While the staggeringly high number of the dead may shock some, for others
who have kept track of facts it is no great wonder that surveyors have found
a steady increase in Iraqi mortality since the invasion and a steeper increase
in the last year. This alarmingly reflects the worsening violence which even
the US military, the news media and civilian groups have been forced to admit.
Most of what we have heard reported, prior to this survey, had been deaths
in Baghdad, with headlines like "50 Bodies Found in Baghdad" and "Baghdad
Morgue Reporting 100 Bodies per Day." They are stories that have failed
to take into account the rest of the country, although Baghdad is roughly 20%
of the total population of Iraq. What has been happening in the rest of the
country is a question that the latest survey answers: that there are approximately
500 unexpected violent deaths every single day throughout Iraq.

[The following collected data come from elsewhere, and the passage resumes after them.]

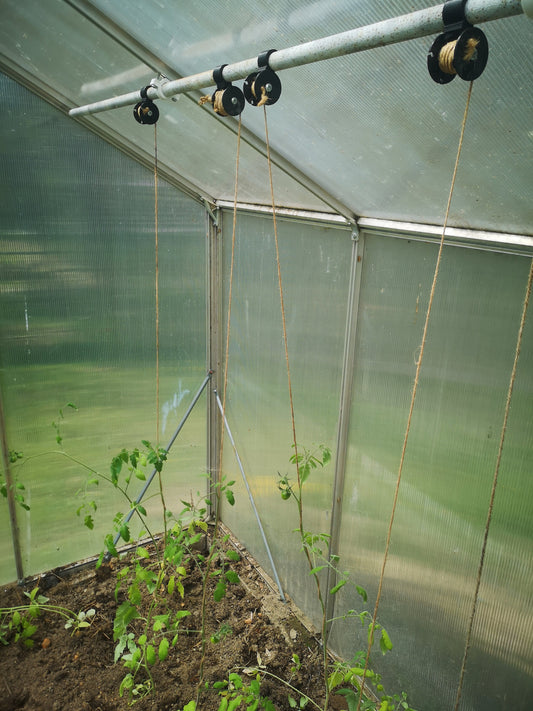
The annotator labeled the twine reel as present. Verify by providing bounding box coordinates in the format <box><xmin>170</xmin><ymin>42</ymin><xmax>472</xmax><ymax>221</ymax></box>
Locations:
<box><xmin>133</xmin><ymin>86</ymin><xmax>159</xmax><ymax>124</ymax></box>
<box><xmin>428</xmin><ymin>26</ymin><xmax>488</xmax><ymax>84</ymax></box>
<box><xmin>199</xmin><ymin>64</ymin><xmax>245</xmax><ymax>117</ymax></box>
<box><xmin>133</xmin><ymin>99</ymin><xmax>159</xmax><ymax>124</ymax></box>
<box><xmin>244</xmin><ymin>49</ymin><xmax>282</xmax><ymax>107</ymax></box>
<box><xmin>212</xmin><ymin>85</ymin><xmax>245</xmax><ymax>117</ymax></box>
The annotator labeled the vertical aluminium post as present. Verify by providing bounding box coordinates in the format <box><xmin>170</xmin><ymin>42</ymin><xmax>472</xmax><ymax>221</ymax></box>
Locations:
<box><xmin>325</xmin><ymin>229</ymin><xmax>365</xmax><ymax>638</ymax></box>
<box><xmin>207</xmin><ymin>206</ymin><xmax>222</xmax><ymax>514</ymax></box>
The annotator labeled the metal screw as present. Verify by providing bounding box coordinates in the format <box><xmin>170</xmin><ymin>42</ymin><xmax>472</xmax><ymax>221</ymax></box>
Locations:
<box><xmin>231</xmin><ymin>96</ymin><xmax>238</xmax><ymax>105</ymax></box>
<box><xmin>265</xmin><ymin>83</ymin><xmax>272</xmax><ymax>93</ymax></box>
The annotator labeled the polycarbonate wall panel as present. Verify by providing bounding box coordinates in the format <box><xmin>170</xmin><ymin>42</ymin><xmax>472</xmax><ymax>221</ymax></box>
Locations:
<box><xmin>0</xmin><ymin>74</ymin><xmax>207</xmax><ymax>583</ymax></box>
<box><xmin>329</xmin><ymin>233</ymin><xmax>533</xmax><ymax>710</ymax></box>
<box><xmin>218</xmin><ymin>211</ymin><xmax>352</xmax><ymax>622</ymax></box>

The survey found that 87% of the deaths had occurred during the occupation
rather than during the initial invasion, and that 31% of them were a consequence
of attacks and air strikes by the coalition forces.
It was no surprise that Mr. Bush dismissed the findings of the study. He did
not consider the report credible and said that the methodology used was "pretty
well discredited." I'm sure that the feeble-minded Mr. Bush took a very
close look at the methodology used in the study.

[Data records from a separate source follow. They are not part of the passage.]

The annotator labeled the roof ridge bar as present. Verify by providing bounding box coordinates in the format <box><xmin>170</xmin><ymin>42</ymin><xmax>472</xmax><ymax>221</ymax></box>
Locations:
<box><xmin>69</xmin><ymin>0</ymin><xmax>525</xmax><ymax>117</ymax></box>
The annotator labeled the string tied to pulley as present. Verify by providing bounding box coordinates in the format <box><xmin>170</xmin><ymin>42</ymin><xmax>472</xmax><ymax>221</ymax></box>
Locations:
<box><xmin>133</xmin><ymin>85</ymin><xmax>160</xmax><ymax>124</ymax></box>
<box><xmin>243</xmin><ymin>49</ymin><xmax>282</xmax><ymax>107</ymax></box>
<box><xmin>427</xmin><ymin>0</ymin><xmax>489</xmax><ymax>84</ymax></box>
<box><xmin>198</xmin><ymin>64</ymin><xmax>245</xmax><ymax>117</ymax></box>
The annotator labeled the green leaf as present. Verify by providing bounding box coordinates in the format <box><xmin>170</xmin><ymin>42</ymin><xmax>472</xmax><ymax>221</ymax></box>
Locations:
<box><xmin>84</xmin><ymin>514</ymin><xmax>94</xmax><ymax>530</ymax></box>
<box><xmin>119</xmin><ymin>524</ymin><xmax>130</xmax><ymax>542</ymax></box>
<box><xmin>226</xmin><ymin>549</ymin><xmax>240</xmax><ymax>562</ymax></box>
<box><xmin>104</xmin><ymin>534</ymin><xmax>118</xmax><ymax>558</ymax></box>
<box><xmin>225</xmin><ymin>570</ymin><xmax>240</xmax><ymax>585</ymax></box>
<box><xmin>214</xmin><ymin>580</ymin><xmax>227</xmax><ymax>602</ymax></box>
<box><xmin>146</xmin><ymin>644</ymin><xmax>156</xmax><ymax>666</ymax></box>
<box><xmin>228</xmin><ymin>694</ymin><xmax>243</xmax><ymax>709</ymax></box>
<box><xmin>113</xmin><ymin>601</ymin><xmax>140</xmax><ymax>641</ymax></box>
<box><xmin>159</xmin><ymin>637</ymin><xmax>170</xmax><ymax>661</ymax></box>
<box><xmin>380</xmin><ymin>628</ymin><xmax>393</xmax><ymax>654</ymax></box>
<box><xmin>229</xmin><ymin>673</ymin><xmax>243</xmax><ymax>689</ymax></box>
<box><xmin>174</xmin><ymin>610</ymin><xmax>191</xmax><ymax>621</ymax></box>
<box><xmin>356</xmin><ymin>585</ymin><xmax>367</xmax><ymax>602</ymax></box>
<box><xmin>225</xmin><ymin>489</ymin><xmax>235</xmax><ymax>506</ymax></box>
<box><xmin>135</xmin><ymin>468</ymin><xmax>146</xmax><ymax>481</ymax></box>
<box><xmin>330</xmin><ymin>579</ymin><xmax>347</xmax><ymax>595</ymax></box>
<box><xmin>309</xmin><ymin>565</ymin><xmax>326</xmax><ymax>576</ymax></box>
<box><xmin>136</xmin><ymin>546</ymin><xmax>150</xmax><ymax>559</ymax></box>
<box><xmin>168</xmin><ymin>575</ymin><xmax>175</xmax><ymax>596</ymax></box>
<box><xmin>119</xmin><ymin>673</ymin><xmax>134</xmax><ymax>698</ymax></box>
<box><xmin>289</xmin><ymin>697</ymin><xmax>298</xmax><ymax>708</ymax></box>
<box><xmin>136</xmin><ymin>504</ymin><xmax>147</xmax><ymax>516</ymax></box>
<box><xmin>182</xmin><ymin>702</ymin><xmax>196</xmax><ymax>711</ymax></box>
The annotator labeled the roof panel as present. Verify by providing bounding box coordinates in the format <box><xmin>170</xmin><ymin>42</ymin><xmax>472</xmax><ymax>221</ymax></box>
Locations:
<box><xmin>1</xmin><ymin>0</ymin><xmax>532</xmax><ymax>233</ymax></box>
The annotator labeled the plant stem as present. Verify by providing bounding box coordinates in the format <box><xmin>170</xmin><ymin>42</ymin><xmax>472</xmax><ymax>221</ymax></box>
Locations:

Last December, Bush claimed that 30,000 Iraqis had died as the result of the
invasion and occupation. When reporters asked him if he still stood by his estimate,
he said he stood by the figure that "a lot" of innocent people have
died in the conflict.
One of my contacts in Iraq, a man who works with several Iraqi NGOs that monitor
human rights abuses, deaths, detentions and other violations of international
law, was furious when I asked him how he felt about IBC's attack on the outcome
of the first Lancet Report. I present his outburst here:
"This is a mayday call to all colleagues around the world to STOP
writing about the Iraqi issue without having enough information from reliable
sources. People are getting killed here and the country is virtually dying and
it is not so human to rob the dead! IBC supposedly worked to correct the number
of Iraqis killed because of the US occupation of Iraq. All I saw in this violent
attack upon the Lancet was a harsh offensive that adds the killing of
truth to whatever number of killings that actually took place by gunfire and
bombs."
Salih Al-Jabiri is a 55-year-old human rights activist in Baghdad. Jabiri,
commenting on the figure offered by IBC at that time of roughly 30,000 dead
Iraqis, the figure which was infamously quoted by Mr. Bush, said, "What
difference does it make whether the number is 30,000 or 200,000 for God's sake?

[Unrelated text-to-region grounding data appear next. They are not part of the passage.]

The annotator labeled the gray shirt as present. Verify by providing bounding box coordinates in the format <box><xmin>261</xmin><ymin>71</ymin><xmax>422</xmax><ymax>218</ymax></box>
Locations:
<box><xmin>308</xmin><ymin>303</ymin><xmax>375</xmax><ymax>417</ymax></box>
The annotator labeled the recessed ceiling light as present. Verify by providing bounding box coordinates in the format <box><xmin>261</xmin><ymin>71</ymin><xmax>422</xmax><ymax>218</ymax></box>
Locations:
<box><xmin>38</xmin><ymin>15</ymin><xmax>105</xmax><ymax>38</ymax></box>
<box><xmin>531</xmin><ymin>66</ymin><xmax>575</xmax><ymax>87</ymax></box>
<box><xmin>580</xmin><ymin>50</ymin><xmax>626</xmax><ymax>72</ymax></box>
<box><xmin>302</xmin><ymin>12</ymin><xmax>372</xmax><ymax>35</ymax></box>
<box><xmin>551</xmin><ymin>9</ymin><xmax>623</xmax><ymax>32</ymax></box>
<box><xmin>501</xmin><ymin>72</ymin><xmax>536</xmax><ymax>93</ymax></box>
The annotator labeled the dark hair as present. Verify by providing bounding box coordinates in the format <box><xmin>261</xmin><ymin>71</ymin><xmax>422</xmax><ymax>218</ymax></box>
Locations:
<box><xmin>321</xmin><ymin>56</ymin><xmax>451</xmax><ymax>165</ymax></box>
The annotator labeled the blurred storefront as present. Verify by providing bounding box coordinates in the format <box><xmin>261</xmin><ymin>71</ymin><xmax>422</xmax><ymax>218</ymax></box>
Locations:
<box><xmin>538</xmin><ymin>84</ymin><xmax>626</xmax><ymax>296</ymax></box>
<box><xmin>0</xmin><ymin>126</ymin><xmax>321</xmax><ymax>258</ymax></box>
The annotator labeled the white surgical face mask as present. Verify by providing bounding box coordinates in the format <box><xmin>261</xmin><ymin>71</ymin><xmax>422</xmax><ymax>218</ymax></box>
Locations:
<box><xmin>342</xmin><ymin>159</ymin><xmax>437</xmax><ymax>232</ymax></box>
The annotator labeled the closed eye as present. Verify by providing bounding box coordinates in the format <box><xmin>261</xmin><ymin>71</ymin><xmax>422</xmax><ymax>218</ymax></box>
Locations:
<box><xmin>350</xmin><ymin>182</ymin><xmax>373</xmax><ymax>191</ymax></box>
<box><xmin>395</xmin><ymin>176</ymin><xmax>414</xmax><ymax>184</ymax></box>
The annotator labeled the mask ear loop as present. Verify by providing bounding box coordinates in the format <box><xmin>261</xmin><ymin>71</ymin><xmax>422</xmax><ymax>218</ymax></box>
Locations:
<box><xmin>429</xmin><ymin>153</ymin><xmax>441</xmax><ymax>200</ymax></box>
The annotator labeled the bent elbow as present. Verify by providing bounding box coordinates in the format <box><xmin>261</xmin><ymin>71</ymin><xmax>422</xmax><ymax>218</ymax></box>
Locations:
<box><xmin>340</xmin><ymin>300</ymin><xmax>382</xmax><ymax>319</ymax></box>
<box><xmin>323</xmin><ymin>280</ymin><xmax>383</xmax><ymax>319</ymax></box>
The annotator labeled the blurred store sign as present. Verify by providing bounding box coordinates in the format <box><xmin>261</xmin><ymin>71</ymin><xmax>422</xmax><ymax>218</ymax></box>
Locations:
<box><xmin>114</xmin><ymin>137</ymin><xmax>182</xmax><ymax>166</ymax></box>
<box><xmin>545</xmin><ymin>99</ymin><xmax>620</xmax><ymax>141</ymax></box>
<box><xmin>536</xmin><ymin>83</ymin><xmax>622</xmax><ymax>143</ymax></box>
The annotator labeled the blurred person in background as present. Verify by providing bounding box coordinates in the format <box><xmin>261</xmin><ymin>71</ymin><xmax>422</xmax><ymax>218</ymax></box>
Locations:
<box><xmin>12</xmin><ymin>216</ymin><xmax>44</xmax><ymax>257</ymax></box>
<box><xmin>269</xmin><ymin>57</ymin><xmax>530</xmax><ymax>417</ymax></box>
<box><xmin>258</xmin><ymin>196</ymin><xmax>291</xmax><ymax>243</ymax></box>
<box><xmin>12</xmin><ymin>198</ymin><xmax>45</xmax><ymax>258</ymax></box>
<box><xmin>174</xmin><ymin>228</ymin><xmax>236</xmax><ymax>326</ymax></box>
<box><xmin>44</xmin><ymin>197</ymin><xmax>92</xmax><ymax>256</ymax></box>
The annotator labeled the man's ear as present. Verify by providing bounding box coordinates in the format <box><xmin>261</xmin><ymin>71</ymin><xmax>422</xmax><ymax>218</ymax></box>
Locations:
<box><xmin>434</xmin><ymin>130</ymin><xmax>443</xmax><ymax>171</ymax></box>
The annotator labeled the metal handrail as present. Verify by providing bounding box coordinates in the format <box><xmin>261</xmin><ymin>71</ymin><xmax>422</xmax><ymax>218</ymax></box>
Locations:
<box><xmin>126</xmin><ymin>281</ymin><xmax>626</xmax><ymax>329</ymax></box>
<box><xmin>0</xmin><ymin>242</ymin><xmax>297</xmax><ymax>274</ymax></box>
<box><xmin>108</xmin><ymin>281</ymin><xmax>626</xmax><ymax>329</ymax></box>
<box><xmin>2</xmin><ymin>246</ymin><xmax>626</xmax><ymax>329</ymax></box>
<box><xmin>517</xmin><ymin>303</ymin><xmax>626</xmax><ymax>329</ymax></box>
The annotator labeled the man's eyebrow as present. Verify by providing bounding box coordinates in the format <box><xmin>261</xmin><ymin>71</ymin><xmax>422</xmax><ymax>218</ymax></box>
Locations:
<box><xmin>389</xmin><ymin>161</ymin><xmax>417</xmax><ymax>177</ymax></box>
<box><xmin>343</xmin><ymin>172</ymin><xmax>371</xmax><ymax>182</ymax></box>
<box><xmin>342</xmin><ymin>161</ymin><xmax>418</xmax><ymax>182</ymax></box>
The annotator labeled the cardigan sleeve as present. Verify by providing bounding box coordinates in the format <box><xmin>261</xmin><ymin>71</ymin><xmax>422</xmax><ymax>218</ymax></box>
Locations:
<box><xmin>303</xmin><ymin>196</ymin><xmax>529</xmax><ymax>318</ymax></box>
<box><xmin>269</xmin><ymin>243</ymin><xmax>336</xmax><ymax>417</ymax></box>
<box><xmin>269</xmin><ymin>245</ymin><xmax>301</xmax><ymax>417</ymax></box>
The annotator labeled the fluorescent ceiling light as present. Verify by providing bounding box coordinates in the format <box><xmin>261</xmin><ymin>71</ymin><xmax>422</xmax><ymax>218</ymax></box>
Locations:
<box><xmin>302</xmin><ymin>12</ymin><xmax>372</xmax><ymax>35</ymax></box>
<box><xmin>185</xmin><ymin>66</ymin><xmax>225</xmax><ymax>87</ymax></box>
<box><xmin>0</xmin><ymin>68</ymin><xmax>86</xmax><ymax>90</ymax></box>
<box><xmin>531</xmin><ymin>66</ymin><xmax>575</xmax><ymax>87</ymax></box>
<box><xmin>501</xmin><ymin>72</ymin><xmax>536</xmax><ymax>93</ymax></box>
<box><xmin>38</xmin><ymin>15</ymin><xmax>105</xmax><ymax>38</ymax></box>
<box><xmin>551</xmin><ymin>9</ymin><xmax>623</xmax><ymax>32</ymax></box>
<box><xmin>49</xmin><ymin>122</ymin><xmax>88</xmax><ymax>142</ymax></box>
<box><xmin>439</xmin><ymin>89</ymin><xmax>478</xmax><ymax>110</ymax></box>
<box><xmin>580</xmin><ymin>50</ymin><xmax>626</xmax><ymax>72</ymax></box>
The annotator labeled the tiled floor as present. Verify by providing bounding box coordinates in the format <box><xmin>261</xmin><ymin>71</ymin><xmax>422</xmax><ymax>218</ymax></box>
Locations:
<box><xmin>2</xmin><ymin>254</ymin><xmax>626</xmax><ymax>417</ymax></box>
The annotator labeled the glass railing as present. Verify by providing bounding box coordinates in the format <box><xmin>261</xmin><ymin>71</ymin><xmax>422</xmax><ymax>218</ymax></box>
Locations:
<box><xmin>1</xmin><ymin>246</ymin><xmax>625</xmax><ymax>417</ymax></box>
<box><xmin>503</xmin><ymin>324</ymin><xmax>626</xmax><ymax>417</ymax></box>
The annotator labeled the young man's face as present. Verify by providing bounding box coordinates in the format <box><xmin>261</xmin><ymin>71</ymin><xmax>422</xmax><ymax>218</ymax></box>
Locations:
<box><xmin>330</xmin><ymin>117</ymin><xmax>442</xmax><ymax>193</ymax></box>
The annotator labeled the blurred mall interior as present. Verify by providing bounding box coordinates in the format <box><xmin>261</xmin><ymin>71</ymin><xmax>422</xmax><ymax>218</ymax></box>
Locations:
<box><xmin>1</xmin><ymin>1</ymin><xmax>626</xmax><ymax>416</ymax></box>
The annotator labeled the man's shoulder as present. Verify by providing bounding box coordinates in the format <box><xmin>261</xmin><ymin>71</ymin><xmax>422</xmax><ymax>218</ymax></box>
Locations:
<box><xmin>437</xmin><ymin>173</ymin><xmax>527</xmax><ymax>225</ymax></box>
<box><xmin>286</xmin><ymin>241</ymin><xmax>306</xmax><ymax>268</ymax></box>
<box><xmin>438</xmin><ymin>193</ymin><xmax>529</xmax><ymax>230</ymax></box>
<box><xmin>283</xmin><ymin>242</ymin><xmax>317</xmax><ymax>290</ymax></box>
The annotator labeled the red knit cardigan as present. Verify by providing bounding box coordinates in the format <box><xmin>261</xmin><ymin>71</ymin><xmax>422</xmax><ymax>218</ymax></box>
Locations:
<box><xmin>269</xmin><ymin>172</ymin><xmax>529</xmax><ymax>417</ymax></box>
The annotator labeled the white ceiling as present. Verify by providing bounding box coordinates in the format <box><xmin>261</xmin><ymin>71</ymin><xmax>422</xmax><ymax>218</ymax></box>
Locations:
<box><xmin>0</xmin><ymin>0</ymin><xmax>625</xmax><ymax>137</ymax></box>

It is people's lives you are counting here, not farm chickens! Do you people
mean we should be happy to believe US statistics of ONLY 30,000? But we are
not happy with this insultingly low number, when all of us know the true number
is so much higher!"
My aforementioned contact added more recently:
"Whatever the numbers the crime is still big enough to be condemned
by all those who claim to be human beings. To our colleagues at IBC and those
others who think the way they do, we say, be human enough to condemn the crimes
of the occupation in Iraq or do not say you are humans."
For over a year now many Iraqis have been referring to what is happening in
their country as genocide. With over 500 Iraqis being killed every single day
as a direct result of the occupation, it is difficult to argue with them.